İlahi olan sıfatlarla iletişim kurmaktır.

Bir resim tablosu üzerinden düşünelim:

Resmetme fiilini mükemmel işleten bir Ressam, mükemmel sanatıyla (sıfat) kemalde bir zâtı olduğunu ilan eder.

Burada resmetme (fiil) Resmeden (isim) Mükemmel sanatı (sıfat) Kemal - Zat ve ulviyet-i mahiyet (Zât) sıralamasıyla davranışlarımız şekillenir.

Sıfatsız sevmek, ne yaptığından, neler yarattığından, hangi sıfatlara sahip olduğundan bağımsız olarak, O’nun ulvi mahiyetini bilmek ve ona doğrudan yönelmektir.

Rabbimiz kendisini bize tavsif eder. Verdiği nimetlerle kendini bize sevdirir.

Hem saadet-i ebediyenin kapısını açacak bir anahtar beraber olduğu için, Cenâb-ı Hak kendi zâtını, "bütün eşyayı işitir ve görür" sıfatıyla tavsif eder—tâ o emanet, o nur, o anahtarın cihanşümul hikmetlerini göstersin.” (25.söz 2. şule)

Risale-i nurun bu çağa armağanı kişileri değil, sıfatları değerlendirmektir.

Sıfatlara adavet etmek, sıfatları sevmektir.
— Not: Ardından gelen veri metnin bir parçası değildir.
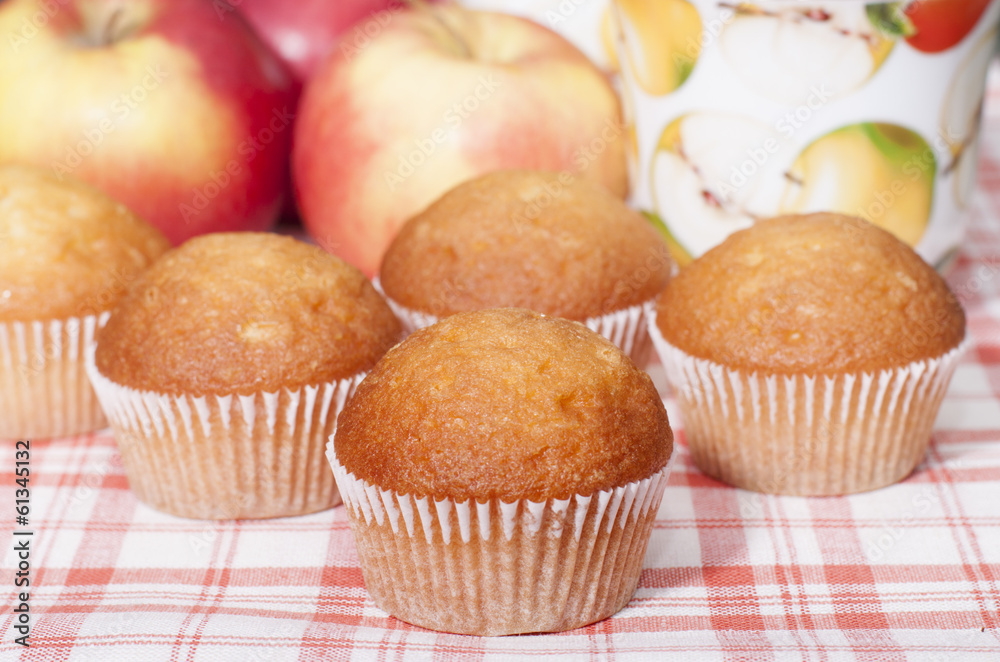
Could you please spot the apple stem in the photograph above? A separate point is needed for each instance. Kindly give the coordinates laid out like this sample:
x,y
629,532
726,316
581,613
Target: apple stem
x,y
431,10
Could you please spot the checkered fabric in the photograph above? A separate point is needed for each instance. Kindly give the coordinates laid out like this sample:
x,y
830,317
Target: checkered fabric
x,y
909,572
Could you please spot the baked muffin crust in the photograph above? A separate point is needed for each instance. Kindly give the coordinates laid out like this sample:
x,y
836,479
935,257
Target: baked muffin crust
x,y
540,240
817,293
68,249
504,403
243,313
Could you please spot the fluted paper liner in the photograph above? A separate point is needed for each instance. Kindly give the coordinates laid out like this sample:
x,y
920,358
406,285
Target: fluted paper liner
x,y
499,568
227,456
44,391
806,435
626,328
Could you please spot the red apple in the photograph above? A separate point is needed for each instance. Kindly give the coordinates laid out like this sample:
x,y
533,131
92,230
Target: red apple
x,y
171,106
930,26
303,32
940,24
439,95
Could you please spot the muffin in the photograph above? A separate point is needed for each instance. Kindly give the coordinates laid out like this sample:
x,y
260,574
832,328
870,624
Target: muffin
x,y
69,253
223,370
545,241
501,472
809,355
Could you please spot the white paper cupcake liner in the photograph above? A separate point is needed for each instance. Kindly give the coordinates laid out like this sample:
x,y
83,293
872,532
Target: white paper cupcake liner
x,y
626,328
499,568
806,435
44,391
227,456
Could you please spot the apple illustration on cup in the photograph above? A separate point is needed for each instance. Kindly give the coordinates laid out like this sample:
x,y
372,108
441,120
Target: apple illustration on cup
x,y
788,51
181,114
661,41
930,26
440,95
882,172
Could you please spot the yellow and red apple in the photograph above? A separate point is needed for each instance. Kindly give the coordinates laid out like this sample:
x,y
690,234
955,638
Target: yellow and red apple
x,y
441,95
180,113
304,32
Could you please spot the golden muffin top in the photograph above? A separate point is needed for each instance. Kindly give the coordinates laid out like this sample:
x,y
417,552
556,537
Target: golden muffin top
x,y
241,313
68,250
504,403
817,293
545,241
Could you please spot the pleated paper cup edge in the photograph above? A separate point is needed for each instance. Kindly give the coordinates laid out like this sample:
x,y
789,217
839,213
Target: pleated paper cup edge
x,y
405,512
128,410
930,375
73,333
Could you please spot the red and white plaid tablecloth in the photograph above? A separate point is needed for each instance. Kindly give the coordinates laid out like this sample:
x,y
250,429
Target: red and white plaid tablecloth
x,y
909,572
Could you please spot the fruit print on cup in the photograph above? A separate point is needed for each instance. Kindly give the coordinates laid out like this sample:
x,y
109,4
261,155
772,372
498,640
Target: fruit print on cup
x,y
866,109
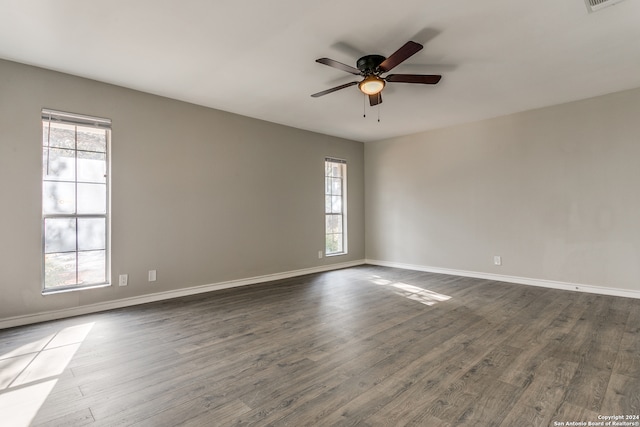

Kusuru sıfata vermektir.

Fıtri olan da bu değil midir?

Adalet-i mahza da budur; adil yargılama sıfatlar üzerinden yapılır.

22. Mektup bunu fısıldar; “Adil ol”, der “bütüncül hüküm verme!”

İnsaflı olun; bütünde olan güzellik parçalarında bulunmayabilir.

Eğri büğrü taşlar bahçenin güzellikleridir.

O halde âdil olmak istiyorsan, iletişimin şu 4 prensibini elinde fener olarak tut; insanlar hakkında acele edip mesnetsiz ve merhametsiz hüküm verme:

Önce bir bak!

“Kim söylemiş?” (Kaynak)

“Kime söylemiş?” (Alıcı)

“Ne demiş?” (Mesaj)

“Nasıl? Hangi makamda demiş” (Kanal)

***

“Sıfatsız sevmeye” tekrar dönelim.

İhlas: Sıfatsız sevmektir.

Peki, böyle bir aşk iletişimi mümkün müdür?

Birisini sıfatlandırmadan sevmek ya da sıfatları için değil zatı için sevmek mümkün müdür?

Hiçbir sanat, fiil ve şe’n olmadan doğrudan Zâtı sevmek; bu, aslında muhabbetin, sevginin, aşkın zirvesidir.

Buna “ihlas” denir.

Onyedinci Lem’a, On dördüncü Nota’da Bediüzzaman bir alıntı yapar İbn-i Kays’ın Kura'd-Dayf isimli eserinden.

Lafı, “Her şeyde bir ihlâs var.” diyerek muhabbete getirir ve  “Hattâ muhabbetin de ihlâsla bir zerresi, batmanlarla resmî ve ücretli muhabbete tereccuh eder.”

İşte bir zat bu ihlâslı muhabbeti böyle tabir etmiş” diyor ve ekliyor:

"Ben muhabbet üzerine bir rüşvet, bir ücret, bir mukabele, bir mükâfat istemiyorum. Çünkü mukabilinde bir mükâfat, bir sevap istenilen muhabbet zayıftır, devamsızdır."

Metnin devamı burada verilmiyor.